We see this when we start talking about sharing our testimonies, telling our stories. Some are eager to talk about God’s spectacular display of intervention and proclamation. But some of us are not sure that there is a whole lot to talk about. Some of us feel like God picked us to do great things. But some of us feel like we kind of talked God into it.

Here is the truth about comparing and contrasting the mothers of Sampson and Samuel. While both of these miracle lives were created, set apart, and called by God from the very beginning, they each had drastically different endings. Sampson started out strong, but by the end he had become a tragic tale of the cost of compromise. Samuel started out meager, but by the end he had become an incredible example of the promise of probity. Sampson was consecrated by the Spirit in the womb of his mother. But by the end of his life the Lord had left him and he did not know it (Judges 16:20). Samuel could not recognize the voice of the Lord in the beginning. But by the end God did not let any of Samuel’s words fall to the ground, and all of Israel recognized that he was a prophet of God (1 Samuel 3:19-20).

All of us are here only by the divine intervention of God. Sometimes there are those that appear to have more spectacular beginnings than the rest of us. However, our lives will not be measured by how they began, but by how they end.

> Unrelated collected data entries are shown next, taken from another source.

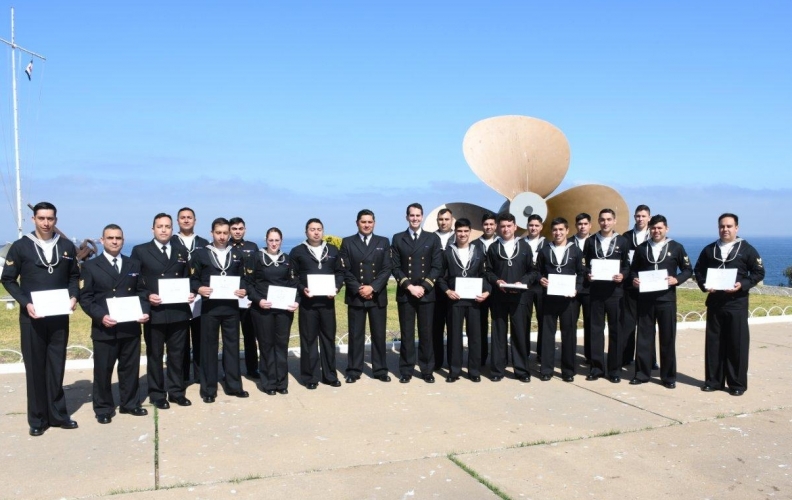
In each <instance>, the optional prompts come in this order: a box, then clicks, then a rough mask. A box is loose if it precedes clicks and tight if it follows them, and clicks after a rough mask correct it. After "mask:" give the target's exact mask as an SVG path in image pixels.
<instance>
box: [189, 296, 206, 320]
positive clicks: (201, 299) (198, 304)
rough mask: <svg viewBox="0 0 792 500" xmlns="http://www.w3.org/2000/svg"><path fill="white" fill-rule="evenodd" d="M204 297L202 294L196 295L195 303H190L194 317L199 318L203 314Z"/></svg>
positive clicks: (192, 312)
mask: <svg viewBox="0 0 792 500" xmlns="http://www.w3.org/2000/svg"><path fill="white" fill-rule="evenodd" d="M202 299H203V297H201V296H200V295H196V296H195V300H193V303H192V304H190V311H191V312H192V313H193V319H195V318H199V317H200V316H201V300H202Z"/></svg>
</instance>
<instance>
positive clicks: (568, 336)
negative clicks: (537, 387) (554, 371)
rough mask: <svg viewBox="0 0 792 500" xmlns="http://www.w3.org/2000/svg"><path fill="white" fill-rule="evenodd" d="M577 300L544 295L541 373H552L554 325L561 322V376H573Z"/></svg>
mask: <svg viewBox="0 0 792 500" xmlns="http://www.w3.org/2000/svg"><path fill="white" fill-rule="evenodd" d="M577 310H578V304H577V300H575V299H571V298H567V297H555V296H553V297H545V298H544V302H543V304H542V321H541V323H540V328H539V332H540V335H541V337H542V349H543V350H542V352H541V353H540V354H541V356H542V368H541V372H542V375H552V374H553V368H554V365H555V332H556V325H557V324H558V323H559V322H560V323H561V376H562V377H573V376H575V351H576V350H577Z"/></svg>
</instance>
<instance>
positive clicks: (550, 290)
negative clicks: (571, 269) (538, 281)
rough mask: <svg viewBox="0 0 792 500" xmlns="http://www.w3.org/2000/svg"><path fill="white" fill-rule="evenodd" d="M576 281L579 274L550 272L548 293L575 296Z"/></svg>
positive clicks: (547, 278) (567, 295) (564, 295)
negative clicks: (570, 273)
mask: <svg viewBox="0 0 792 500" xmlns="http://www.w3.org/2000/svg"><path fill="white" fill-rule="evenodd" d="M576 281H577V276H575V275H574V274H548V275H547V295H558V296H559V297H573V296H574V295H575V282H576Z"/></svg>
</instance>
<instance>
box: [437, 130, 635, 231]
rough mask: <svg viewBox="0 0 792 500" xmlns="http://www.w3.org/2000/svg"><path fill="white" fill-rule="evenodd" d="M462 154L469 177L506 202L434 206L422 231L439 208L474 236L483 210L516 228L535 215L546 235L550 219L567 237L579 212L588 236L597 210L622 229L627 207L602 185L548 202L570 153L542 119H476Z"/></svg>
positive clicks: (619, 199) (566, 148)
mask: <svg viewBox="0 0 792 500" xmlns="http://www.w3.org/2000/svg"><path fill="white" fill-rule="evenodd" d="M462 150H463V152H464V154H465V160H466V161H467V163H468V165H469V166H470V168H471V170H473V173H475V174H476V176H478V178H479V179H481V180H482V181H483V182H484V183H485V184H487V185H488V186H489V187H491V188H492V189H494V190H495V191H497V192H498V193H499V194H501V195H503V196H505V197H506V202H505V203H504V204H503V205H502V206H501V207H500V209H499V210H488V209H486V208H483V207H480V206H478V205H474V204H472V203H466V202H455V203H446V204H444V205H440V206H439V207H437V208H435V209H434V210H432V211H431V212H430V213H429V214H428V215H427V216H426V217H425V218H424V220H425V223H424V229H426V230H427V231H436V230H437V213H438V212H439V211H440V210H441V209H443V208H449V209H451V212H453V214H454V217H455V218H456V219H459V218H462V217H465V218H467V219H470V222H471V224H472V226H473V227H471V236H472V237H474V238H476V237H478V236H479V235H481V217H482V216H483V215H484V213H486V212H494V213H500V212H510V213H511V214H513V215H514V217H515V219H516V221H517V226H518V227H519V228H521V229H525V228H526V227H527V226H528V217H529V216H530V215H532V214H538V215H541V216H542V219H543V220H544V221H545V225H544V229H543V234H544V235H545V236H546V237H547V236H550V230H551V227H550V224H549V223H548V222H549V221H550V220H552V219H553V218H555V217H564V218H565V219H566V220H567V221H569V225H570V234H573V233H574V231H575V230H574V224H575V216H577V214H579V213H581V212H586V213H588V214H589V215H591V216H592V225H593V226H594V227H593V228H592V232H593V231H596V228H597V225H596V222H597V215H598V214H599V211H600V210H602V209H603V208H612V209H613V210H614V211H615V212H616V215H617V219H616V220H617V223H616V231H617V232H619V233H622V232H624V231H625V230H626V229H627V228H628V221H629V217H628V216H627V214H628V212H627V203H626V202H625V201H624V198H622V197H621V195H620V194H619V193H618V192H617V191H616V190H615V189H613V188H610V187H608V186H603V185H599V184H585V185H582V186H575V187H573V188H571V189H568V190H566V191H563V192H561V193H558V194H557V195H555V196H552V197H550V198H548V196H549V195H550V194H552V193H553V191H555V189H556V188H557V187H558V186H559V184H561V181H562V180H563V179H564V176H565V175H566V173H567V170H569V157H570V151H569V143H568V142H567V139H566V137H565V136H564V134H563V132H561V131H560V130H559V129H558V128H556V127H555V126H553V125H552V124H550V123H548V122H546V121H544V120H539V119H538V118H531V117H528V116H496V117H493V118H487V119H484V120H481V121H479V122H476V123H474V124H473V126H471V127H470V128H469V129H468V131H467V133H466V134H465V139H464V141H463V143H462Z"/></svg>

Neither of these two mothers can take credit for divine life that was conceived within them, but perhaps they played an important role in how things developed from there. And perhaps that as why we know Samuel’s mother as Hannah, but Sampson’s mother only as the wife of Manoah. Two mothers, each carrying divine life within them. Just like you. Just like me. So, in the end, which mother will you turn out to be?